Bincang-bincang keduanya pun semakin lancar. Ketengangan yang sempat terjadi tadi, kini berangsur mencair. Dan keduanya sudah berani menatap satu sama lain saat bicara.
"Kamu itu ternyata anaknya baik!" ujar Zahra, mendaratkan tangannya di paha Rara. Kini keduanya sedang duduk bersebelahan di tepi ranjang.
Rara menoleh ke arah Zahra dan tersenyum tipis. Meraih tangan Zahra dan menggenggamnya. "Hanya kamu yang mengatakan aku ini baik Zahra." Ujarnya dengan minder. menepuk-nepuk pelan tangan Zahra.
"Ya, kalau yang gak kenal kamu, pasti bilangnya kamu jahat dan sombong. Habis, kamu itu dulu egois, diktator. Inginnya orang di bawah ketekmu semua."
"Bau dong!" sahut Rara cepat, dan keduanya pun tertawa lepas.
"Pantas Hubby membela kamu habis-habisan. Karena kamu dasarnya orangnya emang baik. Penasaran deh, kenapa kamu jadi menyebalkan seperti dulu." Tanya Zahra dengan pemasarannya.
Rara tersenyum tipis, kemudian ia menarik napas dalam. Rasanya sangat sakit jikalau menceritakan penyebabnya.
"Ayo cerita, aku pingin tahu kisah kecilmu. Hingga kita bertemu di sekolah yang di kampung. Aku jadi penasaran, kenapa kamu malah disekolah kan di kampung? Padahal kalian orang kaya." Zahra menatap lekat Rara, ia sudah tak sabar mendengarkan kisah Rara. Moga-moga bisa dibuat jadi inspirasi. Karena, saat ini, Zahra sedang belajar jadi penulis.
"Eemmmm.... Biasalah Zahra, anak yang lagi puber, sedang berada dalam pencarian jati dirinya, ingin mengenal siapa dirinya sebenarnya. Dan saat pencarian jati diri itu, aku gak ada yang mengarahkan. Masalah di rumah saaat itu sangat banyak. Ayah menceraikan Ibu. Karena ibu ketahuan selingkuh, terus usaha ayah saat itu hampir bangkrut karena ulah ibu juga." Ujar Rara dengan tatapan menerawang, ia terlihat sedang mengingat semua kejadian di masa itu.

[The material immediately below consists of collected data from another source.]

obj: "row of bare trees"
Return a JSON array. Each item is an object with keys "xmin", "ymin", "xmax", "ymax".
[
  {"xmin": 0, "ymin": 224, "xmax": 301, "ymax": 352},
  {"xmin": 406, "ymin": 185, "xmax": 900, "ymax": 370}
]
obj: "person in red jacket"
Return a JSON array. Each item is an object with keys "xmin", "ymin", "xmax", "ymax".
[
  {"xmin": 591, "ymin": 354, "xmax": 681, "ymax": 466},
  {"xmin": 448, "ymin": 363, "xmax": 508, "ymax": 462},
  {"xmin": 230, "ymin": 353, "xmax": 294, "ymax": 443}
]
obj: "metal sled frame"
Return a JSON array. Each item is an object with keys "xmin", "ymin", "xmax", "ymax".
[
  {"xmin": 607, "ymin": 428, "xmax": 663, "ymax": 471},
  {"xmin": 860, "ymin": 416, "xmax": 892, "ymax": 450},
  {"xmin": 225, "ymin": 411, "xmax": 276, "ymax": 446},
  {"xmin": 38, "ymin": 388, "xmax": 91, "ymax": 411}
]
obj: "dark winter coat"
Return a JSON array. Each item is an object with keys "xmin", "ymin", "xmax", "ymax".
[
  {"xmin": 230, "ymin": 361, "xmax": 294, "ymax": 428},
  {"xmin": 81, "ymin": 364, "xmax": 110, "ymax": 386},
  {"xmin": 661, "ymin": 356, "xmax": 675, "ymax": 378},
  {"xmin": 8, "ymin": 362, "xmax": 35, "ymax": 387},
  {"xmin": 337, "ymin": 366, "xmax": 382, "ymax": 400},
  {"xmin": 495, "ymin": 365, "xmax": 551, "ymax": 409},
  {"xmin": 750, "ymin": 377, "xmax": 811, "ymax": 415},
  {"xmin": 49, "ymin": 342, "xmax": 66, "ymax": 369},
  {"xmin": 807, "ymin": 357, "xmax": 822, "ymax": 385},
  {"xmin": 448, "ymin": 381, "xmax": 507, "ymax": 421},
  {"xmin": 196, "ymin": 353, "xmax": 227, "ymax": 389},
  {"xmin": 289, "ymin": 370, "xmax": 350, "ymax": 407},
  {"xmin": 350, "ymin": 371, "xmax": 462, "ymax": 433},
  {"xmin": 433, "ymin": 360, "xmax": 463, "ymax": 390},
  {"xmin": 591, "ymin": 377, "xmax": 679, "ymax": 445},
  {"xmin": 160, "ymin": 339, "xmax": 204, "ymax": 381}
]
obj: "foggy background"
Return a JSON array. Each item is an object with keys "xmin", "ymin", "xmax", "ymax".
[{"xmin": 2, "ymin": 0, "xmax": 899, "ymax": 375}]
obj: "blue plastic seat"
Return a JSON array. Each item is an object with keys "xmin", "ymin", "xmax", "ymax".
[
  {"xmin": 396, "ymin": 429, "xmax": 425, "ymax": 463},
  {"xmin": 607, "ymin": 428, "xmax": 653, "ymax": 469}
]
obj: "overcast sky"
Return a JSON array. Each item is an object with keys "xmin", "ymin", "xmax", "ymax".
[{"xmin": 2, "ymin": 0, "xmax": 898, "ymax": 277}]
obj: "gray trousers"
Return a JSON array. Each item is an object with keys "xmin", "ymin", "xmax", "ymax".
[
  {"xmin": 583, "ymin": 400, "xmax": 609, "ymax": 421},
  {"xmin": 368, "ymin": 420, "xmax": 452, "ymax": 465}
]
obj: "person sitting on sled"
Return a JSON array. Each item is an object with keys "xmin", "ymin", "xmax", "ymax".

"Coba bayangkan disaat kamu lagi butuh pelukan hangat sang ibu, dan kamu tak mendapatkannya. Disaat perut kram, karena haid. Tak ada ibu yang menjelaskan hal itu. Aku harus belajar sendiri. Karena malu membicarakan nya pada orang lain. Aku yang kepo, jadi sering browsing hal-hal tentang kewanitaan di internet. Dan tak ayal hal-hal bau por no muncul di layar. Akhhh.... sudahlah tak usah dibahas. Aku yang memang bodoh, tak bisa menahan diri terhadap hal-hal baru. Punya teman yang juga gak ada akhlak. Terpengaruh deh. Suka bolos sekolah, cabut, merokok, minum-minum, dan masih banyak lagi deh kenakalan lainnya. Kamu pasti tahulah."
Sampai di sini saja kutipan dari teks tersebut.